Los tres adolescentes que murieron durante un motín ocurrido en Navidad en una comisaría de la ciudad salteña de Orán estaban ebrios, presuntamente porque un policía había ingresado bebidas alcohólicas con motivo de las fiestas navideñas, informaron fuentes judiciales.
El dato surgió luego de la declaración de sobrevivientes de la revuelta y de la autopsia practicada a los cuerpos de los menores, quienes tenían alto contenido de alcohol en sangre y en sus estómagos, de acuerdo al informe entregado a la jueza del caso, Norma Vera.

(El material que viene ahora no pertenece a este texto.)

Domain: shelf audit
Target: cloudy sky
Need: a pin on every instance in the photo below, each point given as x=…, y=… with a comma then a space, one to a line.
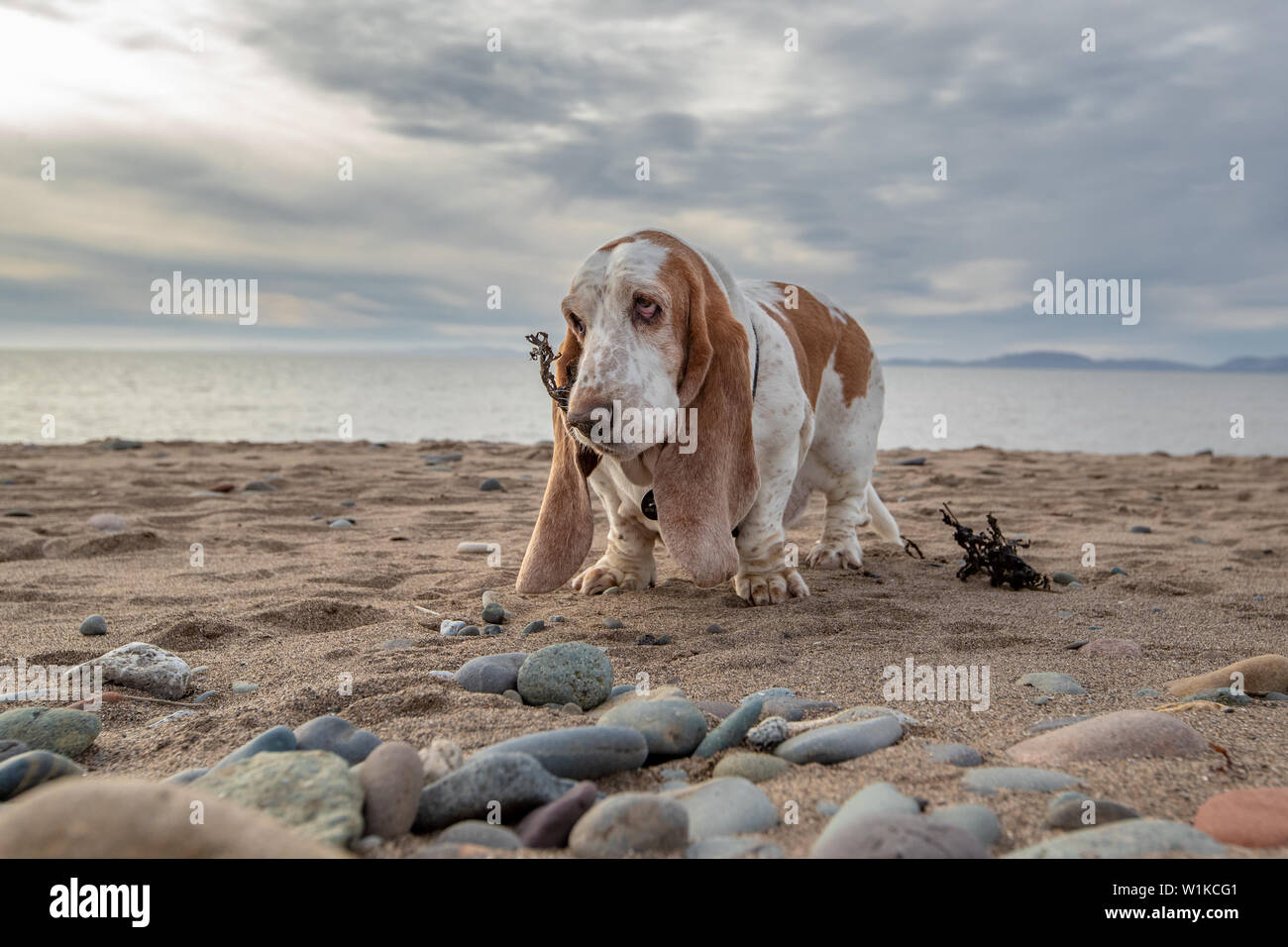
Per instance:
x=206, y=137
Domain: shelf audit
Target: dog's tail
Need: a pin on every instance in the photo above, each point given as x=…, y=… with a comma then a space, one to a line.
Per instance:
x=883, y=522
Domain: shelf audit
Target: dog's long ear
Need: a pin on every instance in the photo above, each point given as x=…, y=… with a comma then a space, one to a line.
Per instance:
x=565, y=527
x=703, y=495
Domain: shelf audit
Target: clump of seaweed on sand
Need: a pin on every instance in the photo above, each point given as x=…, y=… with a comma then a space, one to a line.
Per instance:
x=995, y=556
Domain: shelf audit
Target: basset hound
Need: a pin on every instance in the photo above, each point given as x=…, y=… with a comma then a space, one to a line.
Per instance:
x=768, y=392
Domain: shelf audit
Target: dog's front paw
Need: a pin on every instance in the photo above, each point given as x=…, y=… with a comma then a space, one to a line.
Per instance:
x=836, y=556
x=769, y=586
x=604, y=575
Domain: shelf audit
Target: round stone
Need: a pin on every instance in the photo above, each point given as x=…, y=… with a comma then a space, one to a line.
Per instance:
x=670, y=727
x=391, y=779
x=1122, y=735
x=627, y=823
x=571, y=672
x=1249, y=817
x=898, y=836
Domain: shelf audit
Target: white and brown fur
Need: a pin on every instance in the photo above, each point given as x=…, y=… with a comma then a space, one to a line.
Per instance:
x=811, y=425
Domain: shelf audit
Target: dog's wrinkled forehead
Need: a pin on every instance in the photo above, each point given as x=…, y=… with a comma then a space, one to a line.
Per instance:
x=629, y=263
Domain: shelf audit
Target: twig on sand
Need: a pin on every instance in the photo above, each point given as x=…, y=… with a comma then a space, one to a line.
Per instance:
x=995, y=556
x=546, y=357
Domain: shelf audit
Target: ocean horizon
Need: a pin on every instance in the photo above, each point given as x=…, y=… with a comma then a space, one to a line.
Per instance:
x=268, y=397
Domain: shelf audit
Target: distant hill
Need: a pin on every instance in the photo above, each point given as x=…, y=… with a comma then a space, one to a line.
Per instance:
x=1068, y=360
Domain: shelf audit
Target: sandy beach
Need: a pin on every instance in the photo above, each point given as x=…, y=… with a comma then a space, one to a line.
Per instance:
x=288, y=603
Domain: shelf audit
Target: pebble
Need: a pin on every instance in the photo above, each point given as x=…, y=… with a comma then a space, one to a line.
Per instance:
x=480, y=832
x=1113, y=647
x=336, y=735
x=840, y=742
x=747, y=847
x=171, y=718
x=515, y=781
x=987, y=780
x=627, y=823
x=391, y=779
x=1069, y=813
x=119, y=818
x=1055, y=723
x=490, y=673
x=277, y=740
x=58, y=729
x=579, y=753
x=568, y=672
x=1127, y=839
x=107, y=522
x=1249, y=817
x=897, y=836
x=1220, y=694
x=793, y=709
x=1052, y=682
x=145, y=668
x=548, y=826
x=455, y=851
x=754, y=767
x=876, y=799
x=729, y=805
x=1121, y=735
x=733, y=729
x=439, y=758
x=670, y=727
x=1260, y=674
x=769, y=733
x=310, y=789
x=25, y=771
x=978, y=819
x=954, y=754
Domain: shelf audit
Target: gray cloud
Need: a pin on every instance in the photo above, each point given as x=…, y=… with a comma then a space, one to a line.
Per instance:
x=477, y=169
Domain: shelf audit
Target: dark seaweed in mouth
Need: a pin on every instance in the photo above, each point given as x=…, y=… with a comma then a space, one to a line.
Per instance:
x=995, y=556
x=546, y=357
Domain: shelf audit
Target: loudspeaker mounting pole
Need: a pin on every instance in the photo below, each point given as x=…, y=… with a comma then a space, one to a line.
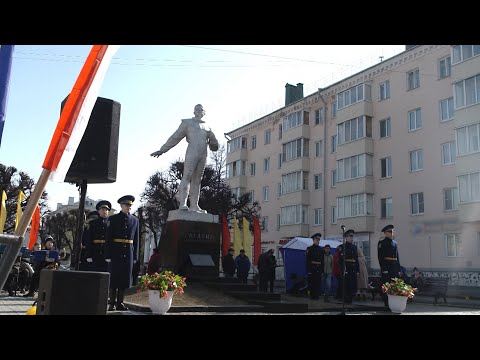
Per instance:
x=77, y=245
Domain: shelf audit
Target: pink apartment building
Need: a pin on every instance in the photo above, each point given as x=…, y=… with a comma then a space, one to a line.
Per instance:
x=397, y=143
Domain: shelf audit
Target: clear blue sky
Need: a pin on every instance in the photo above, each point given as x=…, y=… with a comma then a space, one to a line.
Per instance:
x=157, y=85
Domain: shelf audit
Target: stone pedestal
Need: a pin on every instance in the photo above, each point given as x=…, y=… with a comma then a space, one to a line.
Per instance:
x=190, y=244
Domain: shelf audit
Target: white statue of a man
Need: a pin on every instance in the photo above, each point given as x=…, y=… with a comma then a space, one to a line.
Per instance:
x=198, y=137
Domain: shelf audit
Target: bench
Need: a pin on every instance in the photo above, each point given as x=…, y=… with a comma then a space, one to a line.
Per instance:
x=436, y=287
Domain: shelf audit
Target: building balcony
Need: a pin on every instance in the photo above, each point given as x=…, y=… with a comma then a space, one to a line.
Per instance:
x=302, y=131
x=241, y=154
x=356, y=147
x=238, y=182
x=299, y=164
x=295, y=198
x=359, y=223
x=465, y=69
x=360, y=185
x=364, y=107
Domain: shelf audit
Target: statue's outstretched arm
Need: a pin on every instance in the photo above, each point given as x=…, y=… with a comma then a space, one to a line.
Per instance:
x=173, y=140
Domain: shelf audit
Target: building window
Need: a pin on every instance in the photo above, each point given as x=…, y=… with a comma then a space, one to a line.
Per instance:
x=236, y=144
x=318, y=181
x=413, y=79
x=416, y=160
x=267, y=136
x=334, y=143
x=467, y=92
x=236, y=168
x=414, y=119
x=469, y=187
x=236, y=193
x=386, y=206
x=355, y=166
x=294, y=119
x=453, y=245
x=266, y=165
x=251, y=196
x=468, y=139
x=355, y=205
x=464, y=52
x=295, y=214
x=319, y=148
x=334, y=214
x=446, y=109
x=450, y=199
x=354, y=129
x=448, y=153
x=318, y=217
x=319, y=116
x=295, y=181
x=416, y=203
x=334, y=110
x=384, y=89
x=386, y=167
x=265, y=193
x=385, y=128
x=264, y=223
x=353, y=95
x=445, y=67
x=295, y=149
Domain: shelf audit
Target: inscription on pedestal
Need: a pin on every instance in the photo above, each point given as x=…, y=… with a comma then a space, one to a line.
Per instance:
x=183, y=239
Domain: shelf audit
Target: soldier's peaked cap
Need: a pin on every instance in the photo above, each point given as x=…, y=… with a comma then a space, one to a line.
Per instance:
x=103, y=203
x=387, y=228
x=127, y=199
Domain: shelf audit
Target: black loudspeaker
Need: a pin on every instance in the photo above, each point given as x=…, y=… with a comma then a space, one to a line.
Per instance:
x=96, y=156
x=73, y=293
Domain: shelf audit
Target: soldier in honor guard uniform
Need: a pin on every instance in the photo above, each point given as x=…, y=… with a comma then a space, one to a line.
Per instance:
x=351, y=266
x=388, y=258
x=314, y=259
x=122, y=248
x=84, y=265
x=95, y=238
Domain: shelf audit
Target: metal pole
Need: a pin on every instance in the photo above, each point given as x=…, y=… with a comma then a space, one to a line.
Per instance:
x=32, y=203
x=343, y=271
x=80, y=220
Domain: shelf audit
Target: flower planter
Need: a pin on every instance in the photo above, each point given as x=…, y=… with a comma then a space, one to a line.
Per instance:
x=157, y=304
x=397, y=304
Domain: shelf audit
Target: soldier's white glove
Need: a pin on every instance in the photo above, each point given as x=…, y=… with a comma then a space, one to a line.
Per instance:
x=156, y=153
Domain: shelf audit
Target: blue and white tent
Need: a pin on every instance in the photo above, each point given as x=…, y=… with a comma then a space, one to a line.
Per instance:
x=293, y=254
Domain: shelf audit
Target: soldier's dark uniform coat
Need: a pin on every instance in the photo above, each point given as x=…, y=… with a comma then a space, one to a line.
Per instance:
x=314, y=253
x=351, y=269
x=122, y=255
x=97, y=230
x=388, y=250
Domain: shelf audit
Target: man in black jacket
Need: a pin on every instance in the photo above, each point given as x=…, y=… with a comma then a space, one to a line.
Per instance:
x=228, y=264
x=314, y=259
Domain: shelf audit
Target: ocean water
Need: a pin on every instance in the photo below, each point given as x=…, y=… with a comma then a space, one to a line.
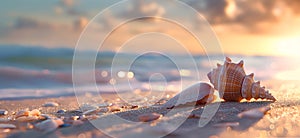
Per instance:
x=29, y=72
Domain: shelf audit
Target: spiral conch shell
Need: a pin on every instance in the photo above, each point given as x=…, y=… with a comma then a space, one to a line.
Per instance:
x=231, y=80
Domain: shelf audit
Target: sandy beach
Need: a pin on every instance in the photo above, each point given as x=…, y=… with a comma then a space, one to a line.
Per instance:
x=282, y=120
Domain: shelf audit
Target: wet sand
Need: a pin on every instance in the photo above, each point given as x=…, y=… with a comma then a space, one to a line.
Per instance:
x=282, y=120
x=272, y=124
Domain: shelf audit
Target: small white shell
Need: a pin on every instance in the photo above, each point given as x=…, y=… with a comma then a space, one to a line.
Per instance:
x=9, y=126
x=198, y=93
x=50, y=104
x=256, y=113
x=49, y=125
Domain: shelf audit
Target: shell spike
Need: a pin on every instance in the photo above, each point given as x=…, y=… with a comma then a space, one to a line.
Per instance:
x=241, y=63
x=228, y=60
x=251, y=75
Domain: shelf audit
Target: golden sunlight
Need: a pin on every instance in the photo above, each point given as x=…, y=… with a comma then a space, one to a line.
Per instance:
x=287, y=47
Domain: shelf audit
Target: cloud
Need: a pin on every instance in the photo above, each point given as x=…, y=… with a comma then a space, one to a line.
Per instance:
x=67, y=3
x=80, y=23
x=68, y=7
x=23, y=23
x=256, y=16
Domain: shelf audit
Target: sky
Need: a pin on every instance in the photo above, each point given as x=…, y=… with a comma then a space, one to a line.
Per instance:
x=246, y=27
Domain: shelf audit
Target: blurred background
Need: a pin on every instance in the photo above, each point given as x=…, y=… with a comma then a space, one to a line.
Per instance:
x=37, y=41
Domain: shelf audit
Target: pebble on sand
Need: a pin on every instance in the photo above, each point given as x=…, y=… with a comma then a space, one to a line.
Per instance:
x=3, y=112
x=50, y=104
x=115, y=108
x=9, y=126
x=62, y=111
x=149, y=117
x=49, y=125
x=256, y=113
x=227, y=124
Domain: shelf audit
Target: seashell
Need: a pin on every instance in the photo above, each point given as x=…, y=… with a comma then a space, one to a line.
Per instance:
x=34, y=112
x=149, y=117
x=50, y=104
x=3, y=112
x=232, y=82
x=203, y=90
x=77, y=122
x=49, y=125
x=61, y=111
x=115, y=108
x=22, y=113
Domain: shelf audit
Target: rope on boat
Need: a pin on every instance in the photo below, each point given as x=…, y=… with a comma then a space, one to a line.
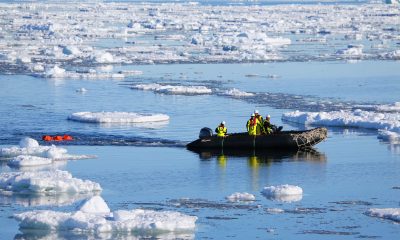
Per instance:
x=310, y=138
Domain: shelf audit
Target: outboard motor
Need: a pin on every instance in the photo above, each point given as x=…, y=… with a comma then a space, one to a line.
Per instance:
x=205, y=132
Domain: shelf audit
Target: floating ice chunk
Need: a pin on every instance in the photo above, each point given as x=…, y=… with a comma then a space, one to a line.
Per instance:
x=31, y=147
x=173, y=89
x=28, y=142
x=27, y=161
x=351, y=51
x=236, y=197
x=117, y=117
x=395, y=107
x=71, y=50
x=103, y=57
x=274, y=210
x=386, y=213
x=98, y=222
x=38, y=68
x=283, y=193
x=48, y=182
x=237, y=93
x=62, y=199
x=392, y=137
x=55, y=72
x=81, y=90
x=356, y=118
x=95, y=205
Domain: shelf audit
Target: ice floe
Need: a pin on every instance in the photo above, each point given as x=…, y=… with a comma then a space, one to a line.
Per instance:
x=117, y=117
x=386, y=213
x=391, y=137
x=145, y=33
x=28, y=161
x=94, y=216
x=356, y=118
x=237, y=197
x=45, y=182
x=234, y=92
x=283, y=193
x=169, y=89
x=29, y=147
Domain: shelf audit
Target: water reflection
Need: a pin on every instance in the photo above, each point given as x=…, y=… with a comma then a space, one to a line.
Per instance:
x=256, y=158
x=43, y=234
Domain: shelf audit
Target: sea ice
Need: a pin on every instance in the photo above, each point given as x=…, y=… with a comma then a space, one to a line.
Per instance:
x=356, y=118
x=27, y=161
x=117, y=117
x=31, y=147
x=392, y=137
x=47, y=182
x=386, y=213
x=190, y=90
x=93, y=217
x=283, y=193
x=237, y=196
x=234, y=92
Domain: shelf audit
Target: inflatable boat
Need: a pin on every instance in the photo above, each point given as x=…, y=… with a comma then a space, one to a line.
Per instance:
x=280, y=140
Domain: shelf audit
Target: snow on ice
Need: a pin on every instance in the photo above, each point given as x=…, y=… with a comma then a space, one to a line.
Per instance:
x=29, y=148
x=45, y=182
x=189, y=90
x=386, y=213
x=117, y=117
x=237, y=196
x=94, y=216
x=283, y=193
x=192, y=33
x=234, y=92
x=357, y=118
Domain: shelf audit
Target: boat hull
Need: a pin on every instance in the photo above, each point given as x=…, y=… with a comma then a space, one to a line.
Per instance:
x=281, y=140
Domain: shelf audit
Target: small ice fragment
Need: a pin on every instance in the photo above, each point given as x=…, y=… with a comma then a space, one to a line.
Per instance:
x=95, y=205
x=386, y=213
x=81, y=90
x=117, y=117
x=237, y=196
x=283, y=193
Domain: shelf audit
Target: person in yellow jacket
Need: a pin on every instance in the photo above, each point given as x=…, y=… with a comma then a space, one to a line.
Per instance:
x=260, y=126
x=252, y=125
x=221, y=130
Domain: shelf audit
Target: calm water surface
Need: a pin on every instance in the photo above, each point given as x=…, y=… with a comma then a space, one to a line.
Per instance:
x=347, y=174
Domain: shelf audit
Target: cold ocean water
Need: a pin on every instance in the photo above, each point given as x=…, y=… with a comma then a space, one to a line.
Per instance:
x=150, y=107
x=349, y=173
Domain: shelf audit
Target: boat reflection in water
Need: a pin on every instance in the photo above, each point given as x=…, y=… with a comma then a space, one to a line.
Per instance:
x=261, y=157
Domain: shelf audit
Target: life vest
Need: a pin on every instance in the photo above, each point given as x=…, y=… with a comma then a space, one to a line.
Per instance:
x=252, y=126
x=221, y=131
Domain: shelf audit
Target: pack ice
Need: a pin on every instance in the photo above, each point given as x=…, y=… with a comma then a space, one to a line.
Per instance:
x=94, y=216
x=45, y=182
x=283, y=193
x=117, y=117
x=30, y=153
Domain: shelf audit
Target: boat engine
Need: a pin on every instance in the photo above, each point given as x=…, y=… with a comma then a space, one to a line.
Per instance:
x=205, y=132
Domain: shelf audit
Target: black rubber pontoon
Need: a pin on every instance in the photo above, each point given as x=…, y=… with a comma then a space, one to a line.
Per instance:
x=280, y=140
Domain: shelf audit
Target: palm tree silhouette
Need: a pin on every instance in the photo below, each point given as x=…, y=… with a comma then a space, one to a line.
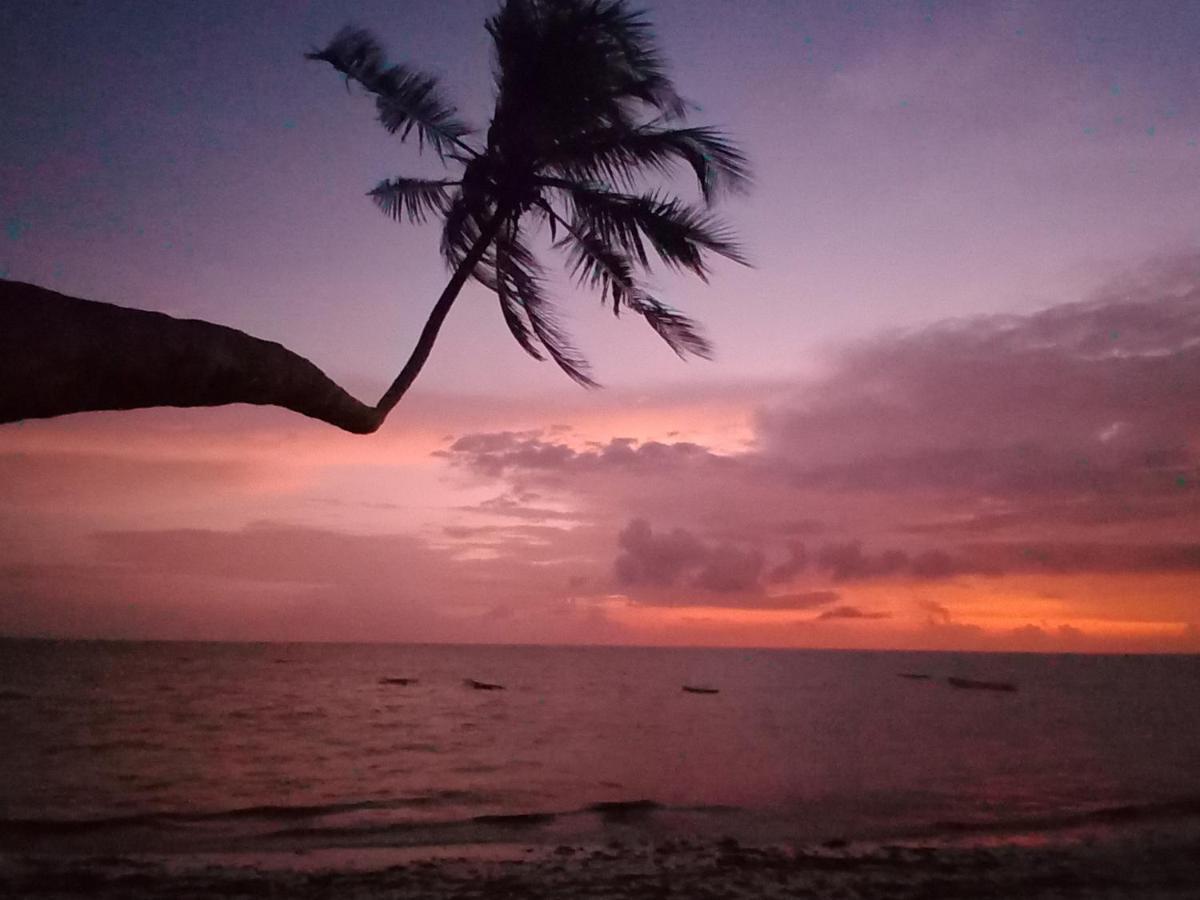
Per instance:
x=585, y=115
x=583, y=111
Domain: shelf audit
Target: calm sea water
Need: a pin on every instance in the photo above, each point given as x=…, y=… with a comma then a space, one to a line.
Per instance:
x=173, y=747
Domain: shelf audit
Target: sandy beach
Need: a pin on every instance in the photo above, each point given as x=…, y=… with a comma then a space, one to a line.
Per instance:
x=1133, y=862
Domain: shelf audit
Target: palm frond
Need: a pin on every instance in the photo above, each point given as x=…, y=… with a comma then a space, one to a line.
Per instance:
x=681, y=334
x=414, y=198
x=618, y=155
x=526, y=309
x=595, y=263
x=681, y=234
x=405, y=97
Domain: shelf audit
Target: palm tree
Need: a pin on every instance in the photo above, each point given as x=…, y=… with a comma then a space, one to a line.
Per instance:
x=585, y=115
x=583, y=112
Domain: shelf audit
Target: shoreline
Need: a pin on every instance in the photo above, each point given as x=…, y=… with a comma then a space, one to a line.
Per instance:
x=1141, y=859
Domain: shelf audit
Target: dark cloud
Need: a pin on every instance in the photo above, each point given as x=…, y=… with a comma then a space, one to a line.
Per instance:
x=851, y=612
x=796, y=563
x=657, y=559
x=509, y=453
x=847, y=562
x=804, y=600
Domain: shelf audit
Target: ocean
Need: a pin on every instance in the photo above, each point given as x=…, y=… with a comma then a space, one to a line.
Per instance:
x=189, y=748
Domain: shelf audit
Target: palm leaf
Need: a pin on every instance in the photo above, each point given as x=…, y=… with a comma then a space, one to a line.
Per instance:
x=681, y=334
x=526, y=309
x=405, y=99
x=681, y=234
x=414, y=198
x=618, y=155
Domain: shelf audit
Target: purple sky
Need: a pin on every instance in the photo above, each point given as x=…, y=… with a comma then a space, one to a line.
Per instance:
x=976, y=238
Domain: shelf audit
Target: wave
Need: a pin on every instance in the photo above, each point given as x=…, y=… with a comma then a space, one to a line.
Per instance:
x=267, y=813
x=1126, y=814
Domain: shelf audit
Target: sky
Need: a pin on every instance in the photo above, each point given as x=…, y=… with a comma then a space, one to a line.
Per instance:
x=955, y=402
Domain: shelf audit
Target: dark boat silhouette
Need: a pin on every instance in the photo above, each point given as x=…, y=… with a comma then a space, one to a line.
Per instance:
x=971, y=684
x=483, y=685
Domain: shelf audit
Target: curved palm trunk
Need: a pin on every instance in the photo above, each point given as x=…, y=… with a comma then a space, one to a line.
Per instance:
x=433, y=324
x=63, y=354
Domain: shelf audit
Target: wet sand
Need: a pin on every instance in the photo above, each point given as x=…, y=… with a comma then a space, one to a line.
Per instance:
x=1141, y=862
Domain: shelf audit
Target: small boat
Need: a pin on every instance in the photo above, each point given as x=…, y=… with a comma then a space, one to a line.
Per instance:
x=971, y=684
x=483, y=685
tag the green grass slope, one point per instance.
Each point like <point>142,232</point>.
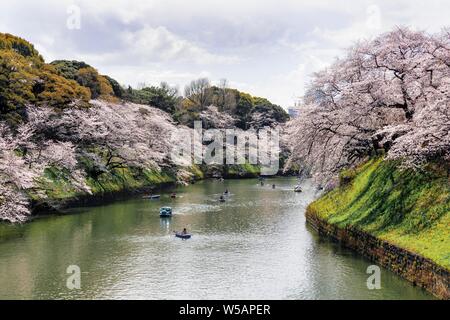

Tras esta información, quedó en la mira de los investigadores el agente José Arancibia, de 35 años, quien resultó herido de un culatazo en la cabeza por los jóvenes cuando iniciaron el motín.
Según los voceros consultados, cinco adolescentes que no intervinieron en el motín declararon que Arancibia llevó cajas de vino y sidra y cigarrillos a un patio externo de los calabozos de la seccional para organizar una fiesta con los jóvenes, todos con antecedentes por homicidio y robo calificado.
Los menores agregaron que cuando la ingesta de bebidas llevaba ya cerca de dos horas, alrededor de la 1.30 del 25, uno de los jóvenes muertos y cabecilla del motín, Jesús Vides, de 17 años, comenzó a pelear con el uniformado. En esas circunstancias, ingresó al patio el agente Alvaro Mansilla, que no participaba de la reunión, y enseguida los detenidos lo atacaron, le arrebataron su arma, lo patearon y le pusieron un colchón sobre el cuerpo al que trataron de prenderle fuego.
Un grupo de reclusos que no participó del motín ayudó a Mansilla, a quien introdujeron en un calabozo del cual trabaron el acceso para salvarlo de los enfurecidos adolescentes mientras afuera se desataba una batahola.
Mientras tanto, el resto inició una quema de colchones con la intención de fugarse de la seccional y trataron de romper una reja con la intención de trepar a los techos y ganar la calle. "Estamos jugados, no nos importa nada", gritaba el líder del motín, identificado como Jesús Vides, quien cuando la revuelta fue sofocada finalmente murió en el hospital junto con Víctor Condorí y Hernán Guzmán, todos de 17 años, por inhalar sustancias tóxicas.
En tanto, otros cuatro menores permanecían internados en estado muy grave en los hospitales San Bernardo y Nuevo del Milenio, situados en Salta capital.